Recessions Affect Mortality — Just Not in the Way You Think
Over the last 25 years, research has challenged the conventional wisdom.
Many papers in empirical health economics report findings that aren’t all that surprising. Mandating more benefits makes health insurance more expensive; offering free health insurance to millions of people reduces the uninsured rate; raising tobacco taxes reduces smoking.
But occasionally a result comes along that’s tantalizingly counter-intuitive. Over the last 25 years, solid evidence has emerged showing that economic downturns in the U.S. tend to be accompanied by declines in mortality — such that, according to the leading scholar on the topic, Christopher Ruhm of the University of Virginia, the U.S. would have experienced 40,000 more deaths during the first year of the COVID-19 pandemic if the unemployment rate hadn’t gone up.

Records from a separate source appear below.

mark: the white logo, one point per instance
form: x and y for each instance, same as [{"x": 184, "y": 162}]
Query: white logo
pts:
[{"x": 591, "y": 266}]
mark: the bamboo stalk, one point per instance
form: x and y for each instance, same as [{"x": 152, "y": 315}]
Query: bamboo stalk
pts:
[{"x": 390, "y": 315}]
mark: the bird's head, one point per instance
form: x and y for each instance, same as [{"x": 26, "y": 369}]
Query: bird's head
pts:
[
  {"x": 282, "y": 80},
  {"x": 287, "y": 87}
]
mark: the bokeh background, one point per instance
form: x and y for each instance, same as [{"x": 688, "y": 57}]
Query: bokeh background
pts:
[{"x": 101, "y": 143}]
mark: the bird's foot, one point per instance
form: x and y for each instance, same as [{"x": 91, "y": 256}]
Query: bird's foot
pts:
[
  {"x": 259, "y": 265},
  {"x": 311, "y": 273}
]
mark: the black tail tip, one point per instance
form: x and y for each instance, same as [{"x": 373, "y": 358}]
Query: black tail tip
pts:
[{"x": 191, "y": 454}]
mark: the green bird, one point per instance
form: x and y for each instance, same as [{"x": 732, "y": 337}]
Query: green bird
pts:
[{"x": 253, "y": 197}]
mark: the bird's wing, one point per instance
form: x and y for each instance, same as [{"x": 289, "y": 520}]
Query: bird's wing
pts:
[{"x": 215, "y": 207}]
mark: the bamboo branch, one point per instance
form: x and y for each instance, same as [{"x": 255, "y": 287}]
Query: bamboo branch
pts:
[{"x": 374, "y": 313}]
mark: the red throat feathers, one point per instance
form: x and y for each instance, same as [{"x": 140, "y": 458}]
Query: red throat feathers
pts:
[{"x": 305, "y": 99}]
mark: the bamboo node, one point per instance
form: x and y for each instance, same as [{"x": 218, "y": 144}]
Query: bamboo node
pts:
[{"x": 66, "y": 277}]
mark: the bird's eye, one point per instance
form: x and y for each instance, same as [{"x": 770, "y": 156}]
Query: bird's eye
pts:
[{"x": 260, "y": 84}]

Another recent analysis concluded that “the Great Recession provided one in twenty 55-year-olds with an extra year of life.”
Let’s get something out of the way. People thrown out of work during recessions do not suddenly get healthier. In general, losing one's job has a very negative impact on health. One study estimated that “the health-damaging effect associated with being jobless is similar to the effect of about 10 extra years of age.”
So if recessions cause a lot of people to become unemployed, why don’t we see a substantial increase in mortality?
The quick answer is that the declines in health experienced by those who become unemployed during recessions appear to be more than offset by health improvements in the rest of the population.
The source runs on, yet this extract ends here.